This article originally appeared in the Culture section of Bloomberg News on November 9, 2007.
Nov. 9 (Bloomberg) — Swathed in black, not an inch of flesh visible but for their faces, hands and an opening at the spine or chest, eight dancers cover the stage with a heavy, awkward gait. Outstretched arms angled, torsos canted forward, they strike the floor with their sturdy shoes, their long inky skirts flapping like the wings of wounded birds.
Tero Saarinen dances with member of his company while performing “Borrowed Light” at the Brooklyn Academy of Music Opera House in the Brooklyn borough of New York, on Nov. 7, 2007. Photographer: Jack Vartoogian/FrontRowPhotos via Bloomberg News
The Finnish choreographer Tero Saarinen’s “Borrowed Light,” which opened Wednesday at the gala celebrating the Brooklyn Academy of Music’s 25th Next Wave Festival, portrays the Shakers, a Protestant sect that arose in the 18th century, seeking spiritual perfection. Believers lived communally, with Spartan simplicity, observing a strict separation of the sexes. Their rituals included a cappella singing of hymns composed by the worshippers and ecstatic dance with trembling and wrenching movements intended to cast out sin — and perhaps the tension of thwarted sexuality.
Eight black-clad singers of the Boston Camerata — an early-music ensemble led by Joel Cohen, who co-opted the Shaker music — move fluidly among Saarinen’s dancers, their voices intensifying the otherworldly element of the piece.
In particular, a solo danced by Carl Knif epitomizes the struggle between the sacred and the profane. Begun in silence, its motifs are outflung limbs, trembling fingers and a torso curving violently forward and back, making the whole body rock and stumble. The choreography, for small single-sex clusters and, of course, the full-cast passages, emphasizes the communal support these isolated people must have given one another despite their inner conflicts and dark nights of the soul.
Perfect Design
Design is a prominent partner in the effect of “Borrowed Light,” and it is perfect. Erika Turunen created the handsome costumes; Mikki Kunttu has the performers moving in a rectangle of glowing illumination in an otherwise dark space bordered by stepped platforms.

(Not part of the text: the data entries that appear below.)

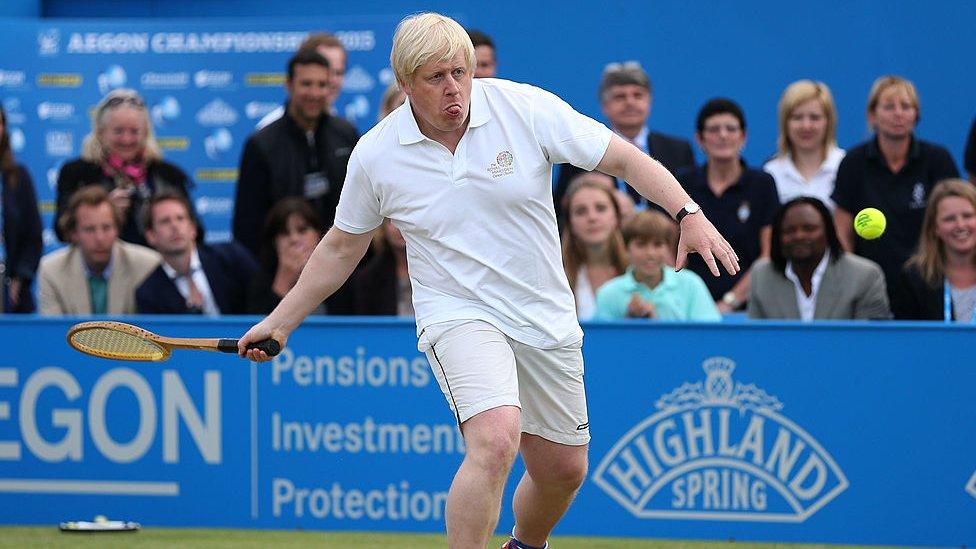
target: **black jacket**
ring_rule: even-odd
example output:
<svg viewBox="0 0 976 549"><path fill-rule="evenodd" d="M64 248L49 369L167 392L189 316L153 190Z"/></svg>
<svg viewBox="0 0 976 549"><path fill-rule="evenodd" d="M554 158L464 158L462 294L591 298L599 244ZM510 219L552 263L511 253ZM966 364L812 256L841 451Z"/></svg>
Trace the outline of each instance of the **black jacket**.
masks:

The title of the dance comes from the Shaker architectural practice of putting windows in interior rooms, so that daylight could be shared, making the workday longer. “Put your hands to work, and your heart to God” was a Shaker motto. One result of that devoted labor was the austere, graceful furniture that has outlasted the influence of the sect itself.
The dance is striking and intelligently crafted, but its conclusion — a melodramatic collision of the sexes succeeded by a consoling wallow in pathos — makes it unworthy of being compared to its great precedents — Doris Humphrey’s “The Shakers” and Martha Graham’s “Primitive Mysteries,” both created in 1931 and still the last word on plainspoken religious fervor.
Through Nov. 10 at 30 Lafayette Ave., Brooklyn. Information: +1-718-636-4100; http://www.bam.org.
Garth Fagan
“Edge/Joy,” an ingenious new work by Garth Fagan featured in his company’s weeklong run at the Joyce Theater, has a bubbling, playful air and a serious subject: how we see.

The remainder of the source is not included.